Pour de nombreux membres de la communauté du divertissement, Roblox a été compris comme un jeu de Lego ou une émission de Nickelodeon – un format primitif qui facilite l’éducation et à partir duquel nous évoluons vers des activités plus « pratiques », comme la décoration intérieure ou l’entretien des voitures, ou des activités « produites », comme HBO ou The Last of Us. Toutes ces activités sont d’excellentes utilisations du temps, ni meilleures ni pires que Roblox. Mais cette logique est rarement appliquée.

Hollywood a longtemps cru que les milléniaux se développeraient avec le bouquet de télévision payante linéaire ou se désintéresseraient de YouTube. Ils ne l’ont jamais fait. Et même s’ils regardent désormais Netflix et Disney+, la part de la vidéo dans les loisirs diminue d’une génération à l’autre.

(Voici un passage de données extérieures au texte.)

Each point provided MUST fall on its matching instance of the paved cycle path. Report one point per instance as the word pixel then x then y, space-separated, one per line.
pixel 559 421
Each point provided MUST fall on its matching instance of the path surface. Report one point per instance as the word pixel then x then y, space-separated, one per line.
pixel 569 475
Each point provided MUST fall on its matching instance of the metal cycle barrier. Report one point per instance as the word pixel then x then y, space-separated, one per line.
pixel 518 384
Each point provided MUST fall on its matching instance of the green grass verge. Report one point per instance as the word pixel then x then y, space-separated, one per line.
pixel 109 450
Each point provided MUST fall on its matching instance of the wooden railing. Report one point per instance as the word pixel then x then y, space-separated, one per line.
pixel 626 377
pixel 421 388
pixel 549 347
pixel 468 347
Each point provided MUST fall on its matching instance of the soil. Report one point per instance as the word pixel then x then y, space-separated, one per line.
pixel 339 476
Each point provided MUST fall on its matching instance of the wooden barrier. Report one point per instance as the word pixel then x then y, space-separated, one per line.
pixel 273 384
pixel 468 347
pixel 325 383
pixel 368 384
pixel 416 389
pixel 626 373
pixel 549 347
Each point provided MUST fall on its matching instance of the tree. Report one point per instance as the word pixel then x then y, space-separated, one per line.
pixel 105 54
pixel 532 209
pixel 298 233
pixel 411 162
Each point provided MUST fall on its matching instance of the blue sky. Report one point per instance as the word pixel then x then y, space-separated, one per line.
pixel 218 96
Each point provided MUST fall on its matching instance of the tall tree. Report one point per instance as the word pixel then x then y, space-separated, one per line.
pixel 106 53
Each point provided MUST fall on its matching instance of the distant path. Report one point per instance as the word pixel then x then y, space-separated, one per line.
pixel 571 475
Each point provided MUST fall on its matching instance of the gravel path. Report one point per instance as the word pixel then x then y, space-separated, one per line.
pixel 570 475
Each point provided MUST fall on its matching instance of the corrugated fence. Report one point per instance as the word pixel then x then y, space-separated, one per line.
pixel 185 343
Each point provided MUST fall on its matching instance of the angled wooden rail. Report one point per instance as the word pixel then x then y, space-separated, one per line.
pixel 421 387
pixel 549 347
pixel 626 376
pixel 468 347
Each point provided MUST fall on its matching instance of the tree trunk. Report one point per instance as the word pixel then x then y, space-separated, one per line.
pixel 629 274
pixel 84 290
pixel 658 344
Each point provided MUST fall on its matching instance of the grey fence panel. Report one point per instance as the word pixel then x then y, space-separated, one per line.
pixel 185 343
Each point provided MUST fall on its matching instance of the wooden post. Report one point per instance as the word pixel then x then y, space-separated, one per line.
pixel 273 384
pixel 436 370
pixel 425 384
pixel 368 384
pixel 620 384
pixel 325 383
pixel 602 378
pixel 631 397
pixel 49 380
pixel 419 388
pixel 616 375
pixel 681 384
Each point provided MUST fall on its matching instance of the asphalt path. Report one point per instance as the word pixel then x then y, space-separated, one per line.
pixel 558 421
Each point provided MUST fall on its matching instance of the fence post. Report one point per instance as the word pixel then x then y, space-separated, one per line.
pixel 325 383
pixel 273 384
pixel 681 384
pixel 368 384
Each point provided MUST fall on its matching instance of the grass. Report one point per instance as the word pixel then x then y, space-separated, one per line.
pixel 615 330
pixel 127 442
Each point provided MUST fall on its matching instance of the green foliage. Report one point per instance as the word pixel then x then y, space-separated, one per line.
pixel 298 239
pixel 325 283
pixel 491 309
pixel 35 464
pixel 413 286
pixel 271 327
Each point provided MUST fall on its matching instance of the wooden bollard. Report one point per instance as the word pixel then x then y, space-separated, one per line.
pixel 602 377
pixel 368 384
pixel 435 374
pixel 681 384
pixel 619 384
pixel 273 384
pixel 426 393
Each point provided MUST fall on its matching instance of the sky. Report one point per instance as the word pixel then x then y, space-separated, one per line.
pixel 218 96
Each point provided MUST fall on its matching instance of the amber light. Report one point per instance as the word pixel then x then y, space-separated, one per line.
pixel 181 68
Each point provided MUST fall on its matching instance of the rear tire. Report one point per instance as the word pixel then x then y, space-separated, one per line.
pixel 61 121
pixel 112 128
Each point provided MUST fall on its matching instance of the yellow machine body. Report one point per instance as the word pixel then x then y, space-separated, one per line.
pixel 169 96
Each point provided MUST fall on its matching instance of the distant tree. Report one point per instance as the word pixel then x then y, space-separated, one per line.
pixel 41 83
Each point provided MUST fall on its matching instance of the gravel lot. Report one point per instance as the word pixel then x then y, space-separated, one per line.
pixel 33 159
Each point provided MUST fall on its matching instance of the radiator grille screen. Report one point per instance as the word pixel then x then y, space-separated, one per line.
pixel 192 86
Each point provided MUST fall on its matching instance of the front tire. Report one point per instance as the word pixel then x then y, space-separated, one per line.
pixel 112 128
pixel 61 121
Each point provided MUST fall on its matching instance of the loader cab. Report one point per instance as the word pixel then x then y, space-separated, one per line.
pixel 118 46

La génération d’enfants d’aujourd’hui s’exprime, apprend souvent et se socialise constamment par le biais de mondes virtuels qu’elle peut toucher, modifier et dans lesquels elle peut collaborer. Cela ne va pas s’arrêter. Au contraire, les capacités de ces mondes virtuels vont s’étendre, leur facilité d’utilisation va s’améliorer et leur importance va croître. De plus, la génération des « natifs de l’iPad » (ou peut-être des « natifs des mondes virtuels ») va continuer à mûrir. La plupart sont encore des consommateurs, quelques-uns sont des créateurs, et presque aucun n’est un chef d’entreprise. Ils le seront. Et leurs cadres de référence conduiront à des changements transformateurs.